In 1937 Herbert Marcuse saw the traditional culture of idealism as the successor to philosophizing that was only concerned with itself and spiritual ideas. He stated that idealism had given up the original claim of ancient philosophy to serve practice. In the course of history he lost interest in the material world. A "culture ... of the spirit" has developed which is essentially different from the actual world. The individual was expected to fully accept the spiritual world by realizing it from within without changing the actual world. Instead of being implemented in practical life - which has been tried unsuccessfully - the reception of the values ​​of this world becomes "an act of celebration and elevation". It is obvious that this culture - like any culture - is ephemeral. Her downfall is burdened with pain, grief and suffering. The elimination of the affirmative culture will bring about a new culture, accompanied by individuality and reality.



The classics of the cultural philosophy, which was only beginning in the modern era, include the skeptic Michel de Montaigne , the historian Giambattista Vico , Jean-Jacques Rousseau and Johann Gottfried Herder . Various works by Friedrich Nietzsche can also be seen as culturally critical writings. Montaigne drew a pluralistic worldview. For him, values ​​and aesthetics emerged from habits and relative to the respective society - a position that is also very popular at the beginning of the 21st century, so that his essays are widely read in the present. For Vico, man himself was the creator of his story, which began in myth and developed cyclically in a cultural cycle. In Vico's view, the cognitive power of history exceeds that of natural science.
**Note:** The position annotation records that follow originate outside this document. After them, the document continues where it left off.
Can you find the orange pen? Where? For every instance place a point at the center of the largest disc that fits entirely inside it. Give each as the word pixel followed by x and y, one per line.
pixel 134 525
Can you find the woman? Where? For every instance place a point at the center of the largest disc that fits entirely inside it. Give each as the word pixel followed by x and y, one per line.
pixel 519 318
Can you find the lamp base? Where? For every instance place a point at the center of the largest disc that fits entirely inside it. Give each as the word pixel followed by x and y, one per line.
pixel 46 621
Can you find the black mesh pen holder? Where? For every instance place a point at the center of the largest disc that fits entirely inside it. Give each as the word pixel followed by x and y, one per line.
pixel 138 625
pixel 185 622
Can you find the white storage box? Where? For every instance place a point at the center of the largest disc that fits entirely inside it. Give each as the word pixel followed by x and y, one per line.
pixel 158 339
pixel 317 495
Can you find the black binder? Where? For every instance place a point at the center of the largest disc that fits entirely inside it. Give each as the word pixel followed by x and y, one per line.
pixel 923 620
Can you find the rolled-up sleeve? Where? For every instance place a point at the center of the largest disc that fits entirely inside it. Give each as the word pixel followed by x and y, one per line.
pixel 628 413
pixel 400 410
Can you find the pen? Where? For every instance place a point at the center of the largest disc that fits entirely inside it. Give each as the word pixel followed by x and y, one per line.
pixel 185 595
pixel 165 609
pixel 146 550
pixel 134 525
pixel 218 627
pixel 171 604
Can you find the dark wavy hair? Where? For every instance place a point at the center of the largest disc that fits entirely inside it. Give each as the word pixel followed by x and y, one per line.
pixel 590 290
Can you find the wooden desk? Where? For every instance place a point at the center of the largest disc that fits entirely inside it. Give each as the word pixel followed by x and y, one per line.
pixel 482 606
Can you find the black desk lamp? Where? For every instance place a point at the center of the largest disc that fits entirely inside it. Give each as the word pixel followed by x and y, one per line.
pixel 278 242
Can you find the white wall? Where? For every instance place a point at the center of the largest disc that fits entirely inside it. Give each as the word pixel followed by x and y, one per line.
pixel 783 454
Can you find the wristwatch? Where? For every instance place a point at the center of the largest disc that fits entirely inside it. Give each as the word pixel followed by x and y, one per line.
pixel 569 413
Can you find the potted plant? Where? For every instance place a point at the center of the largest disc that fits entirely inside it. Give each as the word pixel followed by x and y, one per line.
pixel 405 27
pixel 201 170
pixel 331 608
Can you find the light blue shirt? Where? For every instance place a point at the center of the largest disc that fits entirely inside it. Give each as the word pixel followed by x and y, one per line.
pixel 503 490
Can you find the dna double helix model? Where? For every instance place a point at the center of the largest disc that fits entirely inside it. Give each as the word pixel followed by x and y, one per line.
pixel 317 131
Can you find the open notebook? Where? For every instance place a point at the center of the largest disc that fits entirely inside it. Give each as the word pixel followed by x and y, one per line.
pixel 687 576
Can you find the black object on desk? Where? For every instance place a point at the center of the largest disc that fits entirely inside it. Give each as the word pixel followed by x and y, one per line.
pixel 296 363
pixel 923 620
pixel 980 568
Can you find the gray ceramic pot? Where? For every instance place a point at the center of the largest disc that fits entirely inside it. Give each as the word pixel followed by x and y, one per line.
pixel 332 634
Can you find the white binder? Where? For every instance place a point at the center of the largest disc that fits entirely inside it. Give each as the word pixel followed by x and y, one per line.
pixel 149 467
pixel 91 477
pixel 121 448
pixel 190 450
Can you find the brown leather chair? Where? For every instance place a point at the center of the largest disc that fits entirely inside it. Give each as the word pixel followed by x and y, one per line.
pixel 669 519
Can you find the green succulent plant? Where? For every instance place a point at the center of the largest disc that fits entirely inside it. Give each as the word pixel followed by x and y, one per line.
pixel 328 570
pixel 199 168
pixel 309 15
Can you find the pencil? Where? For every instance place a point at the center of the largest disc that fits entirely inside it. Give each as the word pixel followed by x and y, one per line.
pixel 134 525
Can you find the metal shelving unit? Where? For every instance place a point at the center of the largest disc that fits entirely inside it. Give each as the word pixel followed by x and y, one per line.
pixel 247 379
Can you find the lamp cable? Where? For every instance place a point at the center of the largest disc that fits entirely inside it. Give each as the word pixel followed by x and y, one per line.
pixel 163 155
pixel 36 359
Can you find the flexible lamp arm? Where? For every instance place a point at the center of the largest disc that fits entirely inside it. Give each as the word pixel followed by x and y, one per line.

Vico thus reflected a basic idea of ​​the Enlightenment, which consisted in the solution of the idea of ​​a divine order. From his criticism of the existing culture and society of his time, Rousseau developed his idea of ​​a society that emerged from the natural state as a coercive community in which egoism and intrigue predominated through the detachment from the type of economic activity originally aimed at satisfying needs. Rousseau countered the critical consideration with the hope of a reason that would become increasingly important, accompanied by compassion and moral reflection.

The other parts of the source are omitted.